Players in the banking industry have said they respect the decision of the regulator of the industry to increase the minimum capital requirement of commercial banks to GHC400 million.
This is more than 200 percent increment from GH¢120million to GH¢400million with a December, 2018 deadline.
But, they are of the view that management of the various banks must now make a case to shareholders on why they need more capital for their operations.
“Shareholders, not regulatory or policy instruments, will determine whether the banking industry will see mergers and acquisitions,” Mr. Alhassan Andani, President of the Ghana Association of Bankers (GAB), has said.
“The Central Bank certainly knows the kind of risk spread of the industry and how capital should be allocated. We need to go back and re-tweak our business cases and for those of us who have been in business for a long time will look at our past performances and see how to justify to our shareholders what we will do with the higher capital,” he said.
“The issue is that if they raise the bar and you cannot meet it, you can reach out to each other but it cannot be legislated or driven by regulatory instruments. It is the shareholders who must determine whether they have the capacity or not.
Then they [shareholders] can reach out to another bank that has a similar profile and risk appetite as they have then they can start a conversation. But that is entirely a shareholder conversation. The BoG announcement is only an indication to the market but mergers and acquisitions cannot be directed by regulation,” he said in an interview.
The BoG had earlier said that, it expects that all commercial banks will be able to meet the new minimum capital requirement of GH¢400 million by the December 2018 deadline.

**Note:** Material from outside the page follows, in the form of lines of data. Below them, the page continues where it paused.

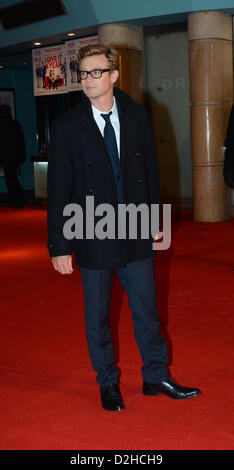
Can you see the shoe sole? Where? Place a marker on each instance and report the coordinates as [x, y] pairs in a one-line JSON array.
[[167, 395]]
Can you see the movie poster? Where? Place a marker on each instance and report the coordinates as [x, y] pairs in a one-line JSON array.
[[50, 70], [55, 68], [71, 53]]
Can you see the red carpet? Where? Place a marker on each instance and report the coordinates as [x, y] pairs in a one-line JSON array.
[[49, 398]]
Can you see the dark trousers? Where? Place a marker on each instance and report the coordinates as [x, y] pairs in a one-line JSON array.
[[15, 191], [138, 280]]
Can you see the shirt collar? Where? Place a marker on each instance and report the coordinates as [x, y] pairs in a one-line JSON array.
[[97, 112]]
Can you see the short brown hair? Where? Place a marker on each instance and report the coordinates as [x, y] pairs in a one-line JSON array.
[[97, 49]]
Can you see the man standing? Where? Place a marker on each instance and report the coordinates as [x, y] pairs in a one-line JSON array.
[[104, 147]]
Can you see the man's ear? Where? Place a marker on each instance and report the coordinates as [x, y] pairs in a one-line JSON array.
[[114, 76]]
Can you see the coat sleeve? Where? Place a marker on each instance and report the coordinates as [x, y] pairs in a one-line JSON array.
[[228, 168], [151, 162], [59, 190]]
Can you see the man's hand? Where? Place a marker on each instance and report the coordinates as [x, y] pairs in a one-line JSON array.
[[63, 264]]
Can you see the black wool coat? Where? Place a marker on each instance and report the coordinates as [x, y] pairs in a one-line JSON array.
[[79, 166]]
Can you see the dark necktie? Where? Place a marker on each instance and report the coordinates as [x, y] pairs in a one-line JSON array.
[[110, 139]]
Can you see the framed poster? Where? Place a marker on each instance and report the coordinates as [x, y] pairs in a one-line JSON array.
[[49, 70]]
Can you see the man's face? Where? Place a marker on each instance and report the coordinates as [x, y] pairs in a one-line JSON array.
[[95, 88]]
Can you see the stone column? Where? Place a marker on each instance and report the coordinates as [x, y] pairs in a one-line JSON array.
[[129, 42], [211, 95]]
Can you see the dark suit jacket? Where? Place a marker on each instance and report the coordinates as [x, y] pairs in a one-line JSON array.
[[79, 166], [228, 169]]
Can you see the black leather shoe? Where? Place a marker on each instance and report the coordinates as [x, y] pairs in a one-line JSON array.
[[111, 398], [170, 388]]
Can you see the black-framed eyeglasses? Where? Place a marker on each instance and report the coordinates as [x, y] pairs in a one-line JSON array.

The central bank said it was ready to have discussions with the banks if they decided to engage in mergers or acquisitions to enable them to meet the new minimum capital.
Answering questions before the Public Accounts Committee (PAC) in Accra on Tuesday, the First Deputy Governor of the BoG, Dr Maxwell Opoku-Afari, said the central bank would not, however, entertain any disorderly consolidations.

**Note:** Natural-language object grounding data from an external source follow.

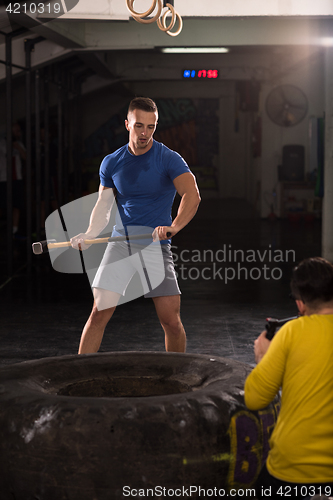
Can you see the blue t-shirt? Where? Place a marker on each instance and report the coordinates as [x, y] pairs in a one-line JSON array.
[[144, 184]]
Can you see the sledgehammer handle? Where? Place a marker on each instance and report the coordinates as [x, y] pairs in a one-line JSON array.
[[63, 244], [102, 240], [43, 246]]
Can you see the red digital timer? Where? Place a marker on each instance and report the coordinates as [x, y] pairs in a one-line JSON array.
[[200, 73]]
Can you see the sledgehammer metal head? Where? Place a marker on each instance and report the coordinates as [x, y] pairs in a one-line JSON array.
[[41, 246]]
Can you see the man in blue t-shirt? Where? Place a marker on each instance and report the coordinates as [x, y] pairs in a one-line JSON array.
[[143, 177]]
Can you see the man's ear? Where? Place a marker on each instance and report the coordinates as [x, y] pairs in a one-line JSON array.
[[301, 306]]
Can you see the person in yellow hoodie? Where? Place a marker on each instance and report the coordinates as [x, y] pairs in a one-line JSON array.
[[299, 362]]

He was at the PAC with other officials of the BoG to answer questions on the operations of the central bank as captured in the Auditor General’s Report.
The Chairman of the PAC, Mr James Avedzi, wanted to know whether the BoG expected mergers, acquisitions or collapses in the banking industry, following the recent announcement to increase the minimum capital requirements for universal banks.
In response, Dr Opoku-Afari said: “Our expectation is that businesses that have been licensed to operate as banks will meet this minimum capital requirement to be able to position themselves to support the economic activities, the growth and the transformation agenda.
“If by doing that they see it as appropriate to talk among themselves to come up with measures for acquisition, that is also part of the process. What the BoG does not want is disorderly consolidations.”
He added that, “If the banks among themselves begin to talk and see that as the best way for them to meet the capitalisation, we are ready to have that discussion.
Prior to the recapitalisation decision, several financial analysts have opined that the economy has too many banks and need to trim the number, which currently stands at 34, to less than 20 with higher capitalisation which will lead to bigger banks that can support aggressive economic growth.
The Finance Minister, Mr. Ken Ofori-Atta a couple of weeks ago, noted that the economy needs five strong and well capitalised local banks so that the banking system will be well represented.
“Without a robust financial system, certainly, the issues of industrialisation and Ghana as a hub when it comes to finance become problematic, and our challenge then is: how do we manage the high number of banks that we have so that we can become the magnet we want to become?” Mr. Ofori-Atta asked.
“Lending rates should be in single digit and this will allow the private sector to come to you to borrow and that seems to me to be a challenge as we look at the number of banks and what we have to do to strengthen them,” he added
The decision to increase the minimum capital requirement for commercial banks was taken after engagement with players in the banking industry.
The implication is that any bank that fails to meet the new capital requirement by December 2018 will lose its licence to operate.
Dr Opoku-Afari explained that the new bank capitalisation from GH¢120 million to GH¢400 million was part of measures to support the economic vision and transformation agenda of the country.
“One of the reforms is to ensure that banks are adequately capitalised so that they will be able to support their activities in line with the exposures of the banks, the degree of sophistication and the degree of risk they are exposed to,” he said.
Dr Opoku-Afari said the central bank carried out due diligence on banks before granting them the licence to operate, adding that the banking sector regulator offered licence to only companies that had strategic activities and goals.
He indicated that the central bank, as a last resort, was strengthening its supervisory capacity and introducing monitoring requirements to ensure that only qualified financial institutions were given the licence to operate.
“We are enforcing prudential requirements to ensure that institutions licensed to undertake a specific business go by the specific business in the interest of the public,” he said.